In A. Zee's QFT in a Nutshell, he defines the field for the Klein-Gordon equation as
$$ \tag{1}\varphi(\vec x,t) = \int\frac{d^Dk}{\sqrt{(2\pi)^D2\omega_k}}[a(\vec k)e^{-i(\omega_kt-\vec k\cdot\vec x)} + a^\dagger(\vec k)e^{i(\omega_kt-\vec k\cdot\vec x)}] $$
When calculating $\pi=\partial_0\varphi^\dagger$, I came to
$$ \tag{2}\varphi^\dagger(\vec x,t) = \int\frac{d^Dk}{\sqrt{(2\pi)^D2\omega_k}}[a^\dagger(\vec k)e^{i(\omega_kt-\vec k\cdot\vec x)} + a(\vec k)e^{-i(\omega_kt-\vec k\cdot\vec x)}] $$
But this would imply that $\varphi^\dagger=\varphi$. Is that correct?
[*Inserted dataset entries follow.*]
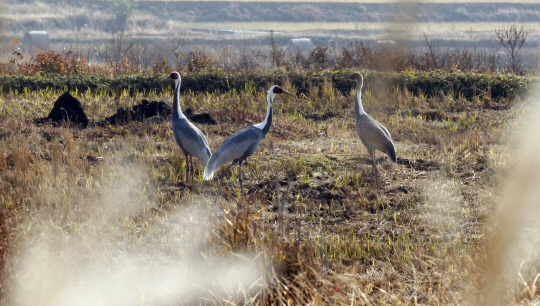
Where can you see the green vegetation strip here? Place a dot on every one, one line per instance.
(432, 84)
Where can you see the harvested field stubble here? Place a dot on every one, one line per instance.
(107, 203)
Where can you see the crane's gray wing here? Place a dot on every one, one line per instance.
(375, 136)
(237, 147)
(191, 140)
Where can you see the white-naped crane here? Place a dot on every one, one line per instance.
(241, 145)
(188, 137)
(373, 134)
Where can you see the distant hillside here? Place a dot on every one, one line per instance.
(220, 11)
(99, 15)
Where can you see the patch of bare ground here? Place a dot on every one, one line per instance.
(322, 231)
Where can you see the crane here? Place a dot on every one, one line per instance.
(373, 134)
(241, 145)
(188, 137)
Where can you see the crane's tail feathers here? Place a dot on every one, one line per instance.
(391, 152)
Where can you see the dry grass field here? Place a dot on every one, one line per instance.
(102, 215)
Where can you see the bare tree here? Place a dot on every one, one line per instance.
(512, 40)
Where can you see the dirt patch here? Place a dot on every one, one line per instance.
(419, 164)
(66, 110)
(159, 111)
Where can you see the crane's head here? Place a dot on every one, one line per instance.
(357, 77)
(174, 76)
(276, 90)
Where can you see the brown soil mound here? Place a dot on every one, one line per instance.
(159, 110)
(66, 110)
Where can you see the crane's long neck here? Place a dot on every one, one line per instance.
(358, 108)
(265, 125)
(177, 112)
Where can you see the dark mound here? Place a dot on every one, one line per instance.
(66, 109)
(203, 118)
(159, 110)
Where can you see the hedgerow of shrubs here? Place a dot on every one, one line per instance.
(434, 83)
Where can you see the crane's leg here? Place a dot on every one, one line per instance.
(221, 180)
(187, 169)
(372, 153)
(240, 179)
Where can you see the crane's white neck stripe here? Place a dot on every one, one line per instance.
(269, 99)
(359, 106)
(177, 98)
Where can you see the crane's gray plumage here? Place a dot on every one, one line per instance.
(241, 145)
(189, 138)
(373, 134)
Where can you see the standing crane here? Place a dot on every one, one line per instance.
(188, 137)
(241, 145)
(373, 134)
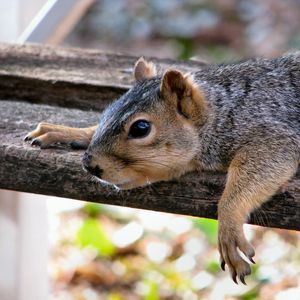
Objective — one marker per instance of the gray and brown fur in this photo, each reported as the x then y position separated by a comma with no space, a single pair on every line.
240,118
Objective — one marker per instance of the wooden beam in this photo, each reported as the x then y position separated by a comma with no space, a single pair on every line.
78,84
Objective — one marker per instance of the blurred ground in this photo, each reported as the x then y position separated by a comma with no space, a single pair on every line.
102,252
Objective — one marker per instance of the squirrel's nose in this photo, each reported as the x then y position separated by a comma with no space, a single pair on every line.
87,165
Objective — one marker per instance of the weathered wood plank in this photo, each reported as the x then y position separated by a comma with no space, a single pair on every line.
86,79
37,74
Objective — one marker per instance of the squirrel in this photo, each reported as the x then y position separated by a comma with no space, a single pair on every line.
240,118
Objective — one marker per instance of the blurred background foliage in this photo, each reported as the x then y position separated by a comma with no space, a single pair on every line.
104,252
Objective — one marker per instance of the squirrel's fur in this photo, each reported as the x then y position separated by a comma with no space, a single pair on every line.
241,118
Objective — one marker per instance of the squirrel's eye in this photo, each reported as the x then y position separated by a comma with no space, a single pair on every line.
139,129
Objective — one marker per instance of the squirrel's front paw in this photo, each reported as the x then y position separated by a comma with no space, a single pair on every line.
229,243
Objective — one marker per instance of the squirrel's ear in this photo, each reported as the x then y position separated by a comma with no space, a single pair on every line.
180,90
173,81
144,70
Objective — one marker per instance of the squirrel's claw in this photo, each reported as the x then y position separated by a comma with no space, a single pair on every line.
228,245
36,142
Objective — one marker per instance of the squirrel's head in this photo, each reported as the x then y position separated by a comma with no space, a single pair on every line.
151,133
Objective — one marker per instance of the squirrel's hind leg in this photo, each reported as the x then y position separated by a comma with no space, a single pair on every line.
255,174
47,134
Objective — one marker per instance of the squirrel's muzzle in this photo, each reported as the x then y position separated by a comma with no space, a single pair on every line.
88,165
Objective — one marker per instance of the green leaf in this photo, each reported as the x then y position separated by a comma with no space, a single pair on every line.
92,234
92,209
209,227
153,293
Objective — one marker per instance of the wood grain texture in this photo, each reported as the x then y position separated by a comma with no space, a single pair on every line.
87,80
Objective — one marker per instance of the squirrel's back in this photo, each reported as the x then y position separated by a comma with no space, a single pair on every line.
249,98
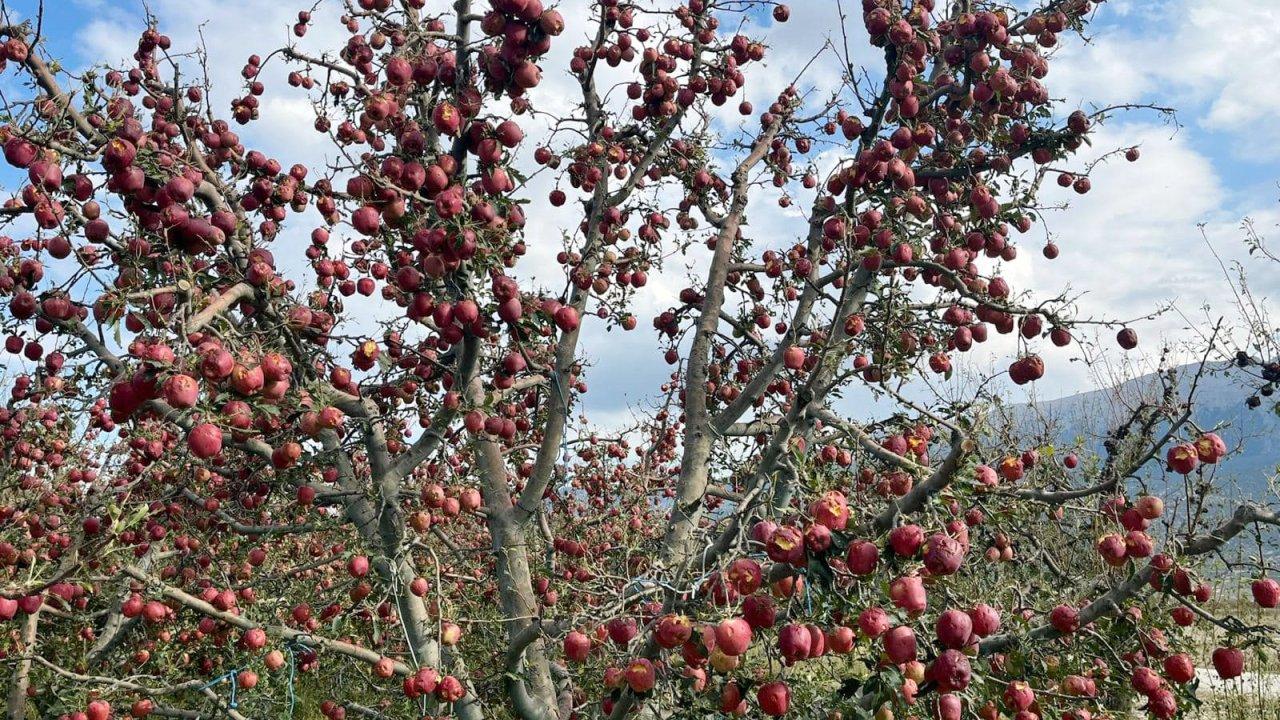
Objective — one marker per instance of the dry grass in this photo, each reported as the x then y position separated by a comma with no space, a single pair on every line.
1256,695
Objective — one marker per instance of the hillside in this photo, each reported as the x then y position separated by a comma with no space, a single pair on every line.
1253,436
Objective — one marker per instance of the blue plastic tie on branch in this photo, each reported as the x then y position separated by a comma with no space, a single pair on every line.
292,646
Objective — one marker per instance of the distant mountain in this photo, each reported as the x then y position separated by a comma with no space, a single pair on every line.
1253,436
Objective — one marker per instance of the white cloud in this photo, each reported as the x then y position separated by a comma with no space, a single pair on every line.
1130,244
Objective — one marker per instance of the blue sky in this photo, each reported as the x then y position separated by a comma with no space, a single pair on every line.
1134,242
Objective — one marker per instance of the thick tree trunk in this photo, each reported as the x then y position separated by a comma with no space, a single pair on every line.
17,705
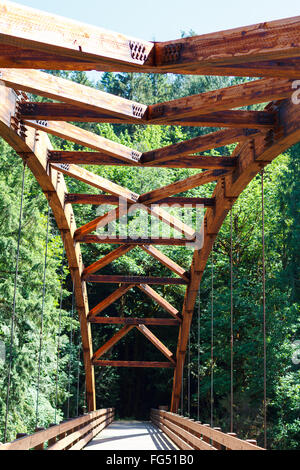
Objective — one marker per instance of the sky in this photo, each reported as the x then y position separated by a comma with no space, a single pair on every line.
163,20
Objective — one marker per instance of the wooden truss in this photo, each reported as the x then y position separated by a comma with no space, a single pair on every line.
31,40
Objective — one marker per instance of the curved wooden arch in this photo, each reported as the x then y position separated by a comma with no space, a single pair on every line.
260,136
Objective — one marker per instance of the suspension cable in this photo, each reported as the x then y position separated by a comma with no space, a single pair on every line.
59,332
42,322
78,375
13,318
71,350
231,325
198,362
182,390
189,376
264,309
212,342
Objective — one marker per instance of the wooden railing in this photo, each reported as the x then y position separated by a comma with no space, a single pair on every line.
72,434
192,435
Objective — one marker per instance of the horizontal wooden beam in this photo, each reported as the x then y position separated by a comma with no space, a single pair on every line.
98,199
135,321
44,32
109,300
198,144
112,341
96,181
123,209
34,59
69,112
166,261
260,42
107,259
211,54
116,279
129,241
182,186
245,94
156,342
68,91
86,138
159,300
168,364
99,158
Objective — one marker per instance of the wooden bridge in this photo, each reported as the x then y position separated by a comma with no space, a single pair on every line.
32,40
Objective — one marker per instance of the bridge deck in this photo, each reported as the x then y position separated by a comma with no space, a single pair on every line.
131,435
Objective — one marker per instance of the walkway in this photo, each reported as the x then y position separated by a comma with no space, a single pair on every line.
131,435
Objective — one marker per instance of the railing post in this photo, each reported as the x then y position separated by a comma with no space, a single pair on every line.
205,438
216,444
233,434
53,439
252,441
39,446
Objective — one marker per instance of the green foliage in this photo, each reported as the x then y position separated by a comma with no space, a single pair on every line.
133,392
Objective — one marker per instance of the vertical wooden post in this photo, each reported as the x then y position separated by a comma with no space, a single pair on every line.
233,434
40,446
53,439
216,444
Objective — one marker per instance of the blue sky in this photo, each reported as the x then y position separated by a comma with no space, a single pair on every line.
162,20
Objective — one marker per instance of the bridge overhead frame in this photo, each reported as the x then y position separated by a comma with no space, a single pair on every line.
32,40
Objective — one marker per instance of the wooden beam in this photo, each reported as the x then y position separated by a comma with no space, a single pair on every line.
134,364
35,151
210,54
264,41
135,321
182,186
101,221
107,259
109,300
68,91
98,199
44,32
245,94
166,261
283,68
112,341
32,59
156,342
187,161
198,144
68,112
116,279
159,299
129,241
122,210
267,148
96,181
86,138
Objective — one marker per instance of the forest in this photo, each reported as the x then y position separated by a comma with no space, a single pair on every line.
49,387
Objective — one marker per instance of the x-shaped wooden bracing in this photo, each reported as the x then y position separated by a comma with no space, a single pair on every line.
32,39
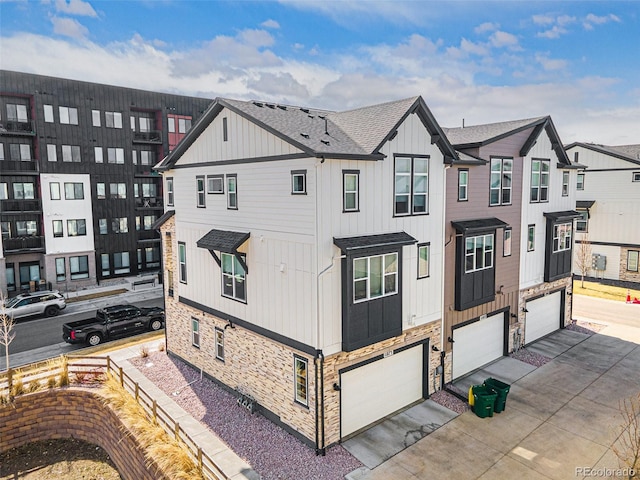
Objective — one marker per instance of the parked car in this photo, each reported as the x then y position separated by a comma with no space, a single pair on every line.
113,322
47,303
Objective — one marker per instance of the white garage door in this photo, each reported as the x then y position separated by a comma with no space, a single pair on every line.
375,390
543,317
477,344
(Intuitively it would make sense, because in QM we also consider self-adjoint operators.)
If it's correct, then why do we explicitly write $\pi=\partial_0\varphi^\dagger$ instead of just $\pi=\partial_0\varphi$? Why bother distinguishing $\varphi$ from $\varphi^\dagger$ at all?
In case it is not correct, then the first two equations of this answer are most likely wrong.